The Electric Quadrupole Moment of the Deuteron and the Field Theory of Nuclear Forces

Abstract

THE discovery by Rabi and his collaborators¹ that the deuteron in its ground state possesses an electric quadrupole moment is of considerable theoretical importance, since it clearly shows that the forces acting between a proton and a neutron must to a quite appreciable extent depend on the spatial orientations of the spins of the heavy particles. It is well known that the vector meson theory of nuclear forces formally provides such a directional coupling, though of so strongly singular a type that it can only be given a definite meaning by taking recourse to some arbitrary cutting-off prescription.
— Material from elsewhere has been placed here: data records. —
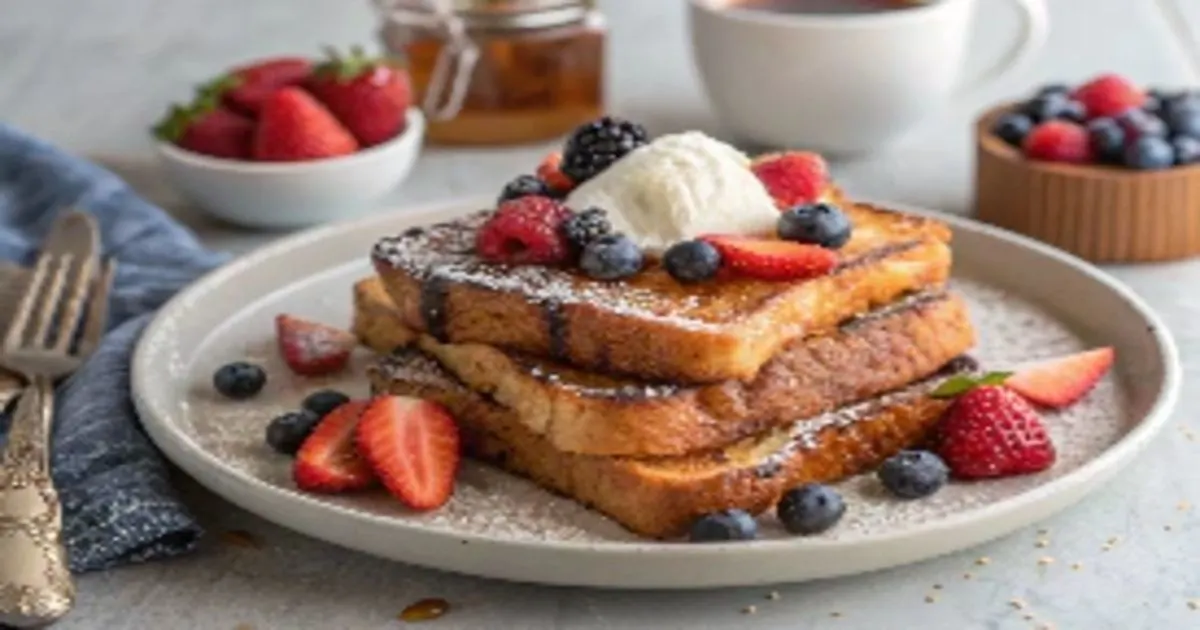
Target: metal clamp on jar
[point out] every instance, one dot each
(499, 71)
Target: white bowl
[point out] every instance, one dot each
(293, 195)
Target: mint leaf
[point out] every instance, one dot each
(953, 387)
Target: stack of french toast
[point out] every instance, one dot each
(654, 401)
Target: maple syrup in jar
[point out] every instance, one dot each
(499, 71)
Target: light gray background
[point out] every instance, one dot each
(93, 76)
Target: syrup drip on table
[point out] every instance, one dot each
(425, 610)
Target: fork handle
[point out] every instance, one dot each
(35, 580)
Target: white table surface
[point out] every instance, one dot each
(93, 75)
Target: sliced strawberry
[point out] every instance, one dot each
(1061, 382)
(792, 178)
(991, 431)
(772, 259)
(311, 348)
(549, 172)
(413, 448)
(327, 461)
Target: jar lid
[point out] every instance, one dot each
(503, 13)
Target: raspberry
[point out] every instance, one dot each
(1059, 141)
(525, 231)
(792, 178)
(1109, 95)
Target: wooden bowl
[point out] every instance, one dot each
(1098, 213)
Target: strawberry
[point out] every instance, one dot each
(370, 96)
(327, 461)
(772, 259)
(293, 126)
(549, 172)
(208, 129)
(990, 431)
(311, 348)
(413, 448)
(1061, 382)
(792, 178)
(1059, 141)
(1109, 95)
(246, 88)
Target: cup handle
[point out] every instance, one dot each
(1035, 29)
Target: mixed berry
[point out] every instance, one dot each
(532, 226)
(991, 429)
(1108, 120)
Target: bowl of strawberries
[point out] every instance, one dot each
(292, 142)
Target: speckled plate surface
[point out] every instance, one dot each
(1027, 301)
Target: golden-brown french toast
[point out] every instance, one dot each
(660, 497)
(598, 414)
(651, 325)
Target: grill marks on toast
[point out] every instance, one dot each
(661, 496)
(649, 325)
(604, 414)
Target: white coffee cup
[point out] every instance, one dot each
(843, 84)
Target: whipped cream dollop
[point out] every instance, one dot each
(678, 187)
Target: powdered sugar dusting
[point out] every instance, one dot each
(495, 504)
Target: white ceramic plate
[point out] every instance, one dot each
(1027, 301)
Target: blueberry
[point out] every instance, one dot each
(822, 225)
(1185, 121)
(1139, 124)
(1013, 127)
(523, 186)
(1187, 150)
(324, 401)
(239, 379)
(913, 474)
(723, 526)
(810, 509)
(287, 432)
(1150, 154)
(691, 261)
(1108, 139)
(1179, 101)
(612, 257)
(1051, 107)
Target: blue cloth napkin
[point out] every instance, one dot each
(118, 503)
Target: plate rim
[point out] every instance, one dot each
(178, 445)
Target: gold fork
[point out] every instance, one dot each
(58, 323)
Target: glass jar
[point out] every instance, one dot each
(499, 71)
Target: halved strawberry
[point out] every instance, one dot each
(327, 461)
(792, 178)
(413, 447)
(1061, 382)
(772, 259)
(549, 172)
(311, 348)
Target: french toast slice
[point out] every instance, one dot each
(651, 325)
(660, 497)
(599, 414)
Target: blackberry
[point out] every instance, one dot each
(523, 186)
(582, 228)
(595, 145)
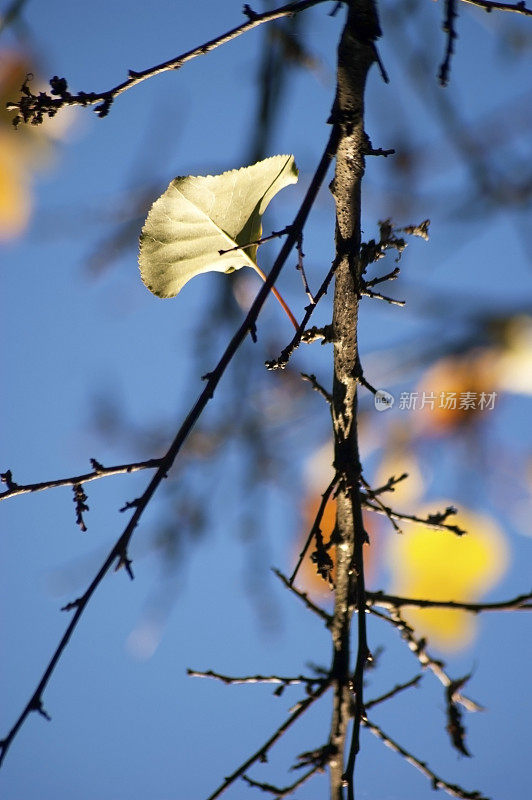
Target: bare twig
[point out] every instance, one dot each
(301, 268)
(299, 336)
(436, 782)
(34, 108)
(488, 5)
(385, 509)
(378, 296)
(519, 603)
(434, 521)
(98, 472)
(257, 242)
(304, 597)
(401, 687)
(418, 646)
(277, 679)
(450, 32)
(317, 386)
(81, 506)
(284, 791)
(261, 752)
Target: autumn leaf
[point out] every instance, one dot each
(441, 566)
(199, 216)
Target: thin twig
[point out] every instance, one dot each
(436, 782)
(99, 471)
(434, 521)
(283, 359)
(385, 509)
(317, 386)
(304, 597)
(401, 687)
(418, 646)
(33, 108)
(378, 296)
(450, 32)
(300, 266)
(391, 276)
(236, 680)
(257, 242)
(519, 603)
(261, 752)
(119, 552)
(390, 484)
(284, 791)
(488, 5)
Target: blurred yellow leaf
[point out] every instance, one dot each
(447, 382)
(438, 565)
(15, 198)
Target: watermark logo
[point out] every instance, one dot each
(451, 401)
(383, 400)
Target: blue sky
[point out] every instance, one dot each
(129, 727)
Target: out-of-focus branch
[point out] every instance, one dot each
(436, 782)
(488, 5)
(521, 602)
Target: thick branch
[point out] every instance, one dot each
(356, 53)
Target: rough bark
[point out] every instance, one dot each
(356, 53)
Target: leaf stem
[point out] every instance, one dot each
(279, 297)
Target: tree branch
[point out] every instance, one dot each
(488, 5)
(356, 54)
(99, 471)
(261, 752)
(436, 782)
(119, 551)
(34, 108)
(519, 603)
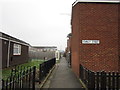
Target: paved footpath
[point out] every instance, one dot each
(63, 77)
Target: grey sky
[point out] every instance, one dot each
(38, 22)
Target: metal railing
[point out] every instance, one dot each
(100, 80)
(20, 79)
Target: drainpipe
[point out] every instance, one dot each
(8, 57)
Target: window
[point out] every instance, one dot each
(17, 49)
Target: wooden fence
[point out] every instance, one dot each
(100, 80)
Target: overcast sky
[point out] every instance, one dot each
(38, 22)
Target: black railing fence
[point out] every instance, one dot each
(45, 67)
(20, 79)
(100, 80)
(25, 77)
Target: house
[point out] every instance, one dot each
(95, 35)
(12, 51)
(68, 49)
(42, 52)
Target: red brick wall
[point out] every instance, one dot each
(119, 34)
(91, 21)
(75, 40)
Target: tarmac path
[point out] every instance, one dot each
(63, 77)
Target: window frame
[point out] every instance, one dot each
(18, 48)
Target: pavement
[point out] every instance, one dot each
(63, 77)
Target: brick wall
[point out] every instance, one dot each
(95, 21)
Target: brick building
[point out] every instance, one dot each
(12, 51)
(96, 35)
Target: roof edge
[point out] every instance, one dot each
(97, 1)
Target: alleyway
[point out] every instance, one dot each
(62, 77)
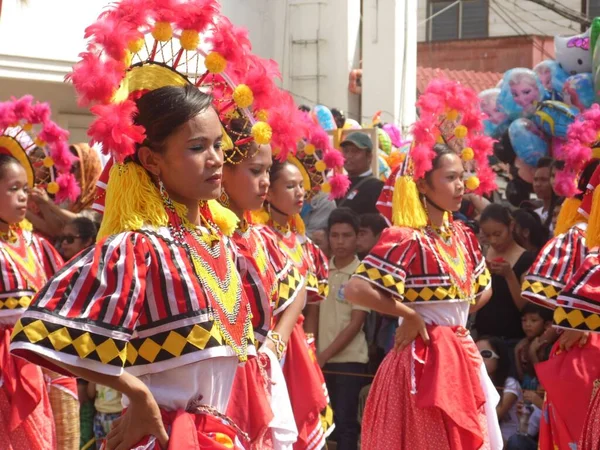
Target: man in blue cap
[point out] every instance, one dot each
(365, 188)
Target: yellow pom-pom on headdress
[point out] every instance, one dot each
(407, 209)
(243, 96)
(467, 154)
(48, 162)
(472, 183)
(215, 63)
(136, 46)
(52, 188)
(461, 132)
(189, 39)
(262, 133)
(162, 31)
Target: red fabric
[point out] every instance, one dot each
(19, 379)
(189, 431)
(249, 403)
(304, 385)
(568, 378)
(26, 421)
(590, 438)
(447, 411)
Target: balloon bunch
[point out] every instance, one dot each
(531, 110)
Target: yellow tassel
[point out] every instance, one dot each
(568, 216)
(259, 217)
(407, 209)
(593, 229)
(133, 201)
(224, 218)
(298, 224)
(25, 225)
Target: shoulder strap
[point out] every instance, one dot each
(358, 185)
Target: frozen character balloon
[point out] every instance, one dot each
(553, 118)
(496, 117)
(521, 91)
(552, 77)
(578, 91)
(573, 53)
(528, 141)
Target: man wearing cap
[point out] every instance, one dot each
(364, 190)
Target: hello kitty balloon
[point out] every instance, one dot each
(573, 53)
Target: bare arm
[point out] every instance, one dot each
(507, 402)
(342, 340)
(481, 300)
(311, 319)
(514, 284)
(363, 293)
(142, 417)
(289, 317)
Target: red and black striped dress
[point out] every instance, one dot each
(557, 263)
(305, 380)
(578, 308)
(26, 420)
(149, 302)
(271, 283)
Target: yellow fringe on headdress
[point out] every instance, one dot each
(262, 217)
(133, 201)
(25, 225)
(297, 224)
(407, 209)
(592, 233)
(568, 216)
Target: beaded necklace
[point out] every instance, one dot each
(217, 274)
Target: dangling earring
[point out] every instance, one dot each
(164, 194)
(224, 199)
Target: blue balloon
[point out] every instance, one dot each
(554, 118)
(520, 93)
(552, 77)
(578, 91)
(528, 141)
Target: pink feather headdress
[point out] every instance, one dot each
(322, 165)
(582, 140)
(137, 46)
(25, 127)
(449, 113)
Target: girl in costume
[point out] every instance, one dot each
(272, 284)
(299, 176)
(156, 309)
(568, 389)
(31, 401)
(434, 392)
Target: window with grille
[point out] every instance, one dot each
(593, 8)
(467, 19)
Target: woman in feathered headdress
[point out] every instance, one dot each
(568, 388)
(295, 178)
(27, 402)
(434, 392)
(271, 283)
(156, 309)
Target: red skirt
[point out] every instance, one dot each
(26, 421)
(249, 404)
(305, 383)
(590, 438)
(428, 398)
(568, 379)
(190, 431)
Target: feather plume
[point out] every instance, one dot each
(115, 130)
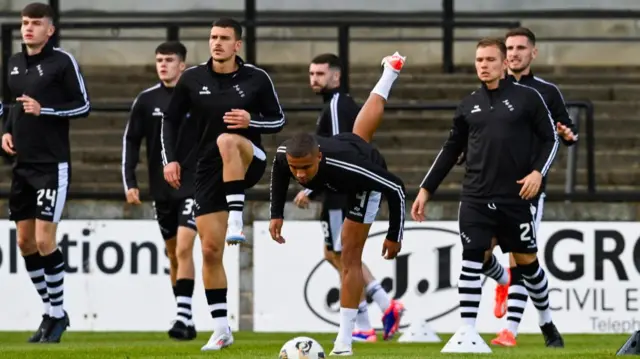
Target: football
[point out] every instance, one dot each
(302, 348)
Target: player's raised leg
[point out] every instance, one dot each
(211, 229)
(370, 115)
(237, 152)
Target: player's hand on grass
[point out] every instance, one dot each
(133, 196)
(419, 207)
(7, 144)
(301, 200)
(275, 228)
(390, 249)
(172, 174)
(530, 185)
(565, 132)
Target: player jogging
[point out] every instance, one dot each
(511, 143)
(231, 104)
(173, 208)
(346, 163)
(338, 116)
(511, 299)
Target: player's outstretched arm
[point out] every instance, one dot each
(445, 160)
(370, 116)
(131, 142)
(270, 117)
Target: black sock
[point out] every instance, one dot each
(54, 275)
(184, 292)
(35, 267)
(470, 286)
(217, 300)
(235, 199)
(535, 280)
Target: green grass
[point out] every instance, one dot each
(266, 345)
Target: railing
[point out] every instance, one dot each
(343, 26)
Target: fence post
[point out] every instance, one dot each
(250, 37)
(447, 36)
(343, 53)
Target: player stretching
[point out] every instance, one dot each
(338, 116)
(49, 89)
(512, 142)
(511, 299)
(346, 163)
(173, 208)
(231, 104)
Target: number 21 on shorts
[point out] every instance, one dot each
(527, 229)
(48, 195)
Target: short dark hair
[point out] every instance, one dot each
(301, 145)
(522, 31)
(37, 10)
(492, 41)
(172, 48)
(227, 22)
(332, 60)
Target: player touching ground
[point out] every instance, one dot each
(511, 143)
(48, 90)
(511, 298)
(231, 104)
(173, 208)
(346, 163)
(338, 116)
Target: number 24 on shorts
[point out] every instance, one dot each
(48, 195)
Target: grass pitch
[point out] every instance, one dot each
(267, 345)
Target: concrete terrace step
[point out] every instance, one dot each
(605, 160)
(411, 175)
(401, 139)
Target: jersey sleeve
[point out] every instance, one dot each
(280, 178)
(559, 112)
(77, 104)
(270, 118)
(131, 142)
(172, 118)
(545, 130)
(449, 154)
(372, 177)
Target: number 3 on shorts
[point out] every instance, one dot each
(188, 206)
(525, 228)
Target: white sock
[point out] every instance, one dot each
(362, 319)
(347, 324)
(383, 87)
(379, 295)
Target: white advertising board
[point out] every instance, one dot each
(593, 270)
(116, 279)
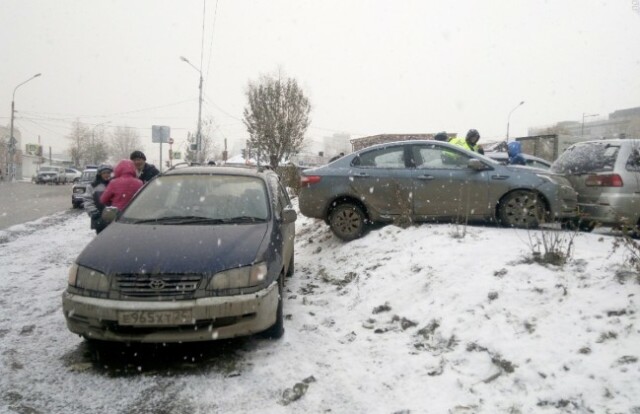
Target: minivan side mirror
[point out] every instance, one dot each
(109, 214)
(289, 215)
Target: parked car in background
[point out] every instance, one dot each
(430, 181)
(49, 174)
(71, 175)
(80, 186)
(202, 254)
(532, 161)
(606, 175)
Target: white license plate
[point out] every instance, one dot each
(155, 318)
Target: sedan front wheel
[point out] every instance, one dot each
(522, 209)
(347, 221)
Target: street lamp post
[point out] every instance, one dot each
(509, 118)
(583, 117)
(12, 141)
(199, 133)
(93, 142)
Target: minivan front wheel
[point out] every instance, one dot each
(276, 330)
(522, 209)
(347, 221)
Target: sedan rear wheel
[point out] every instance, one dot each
(523, 209)
(347, 221)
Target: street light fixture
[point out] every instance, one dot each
(93, 142)
(583, 117)
(12, 141)
(509, 118)
(199, 133)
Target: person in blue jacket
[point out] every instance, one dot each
(514, 150)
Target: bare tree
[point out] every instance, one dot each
(79, 147)
(276, 118)
(124, 140)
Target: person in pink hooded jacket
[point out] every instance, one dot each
(123, 187)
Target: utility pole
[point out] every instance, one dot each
(12, 141)
(199, 132)
(583, 117)
(509, 118)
Now, Bethe² has recently examined the question how such a cutting-off should be performed, in a theory giving rise to charge-independent nuclear forces, in order to obtain the correct positions of the ground-level and the excited ¹S-level of the deuteron. He was led to the conclusion that, while the way in which the cutting-off is performed is of small influence on the results, the value to be assumed for the cutting-off radius depends critically on the combination of charged and neutral meson fields adopted: if one uses the symmetrical combination of meson fields suggested by Kemmer³, the cutting-off radius should be chosen larger than the range of the nuclear forces, and a reasonable value of this radius can only be obtained if the meson field is assumed to be purely neutral. This last assumption amounts of course to giving up the remarkable connexions suggested by the symmetrical theory between the problem of nuclear forces and those of cosmic ray phenomena, beta decay and especially the magnetic moments of proton and neutron.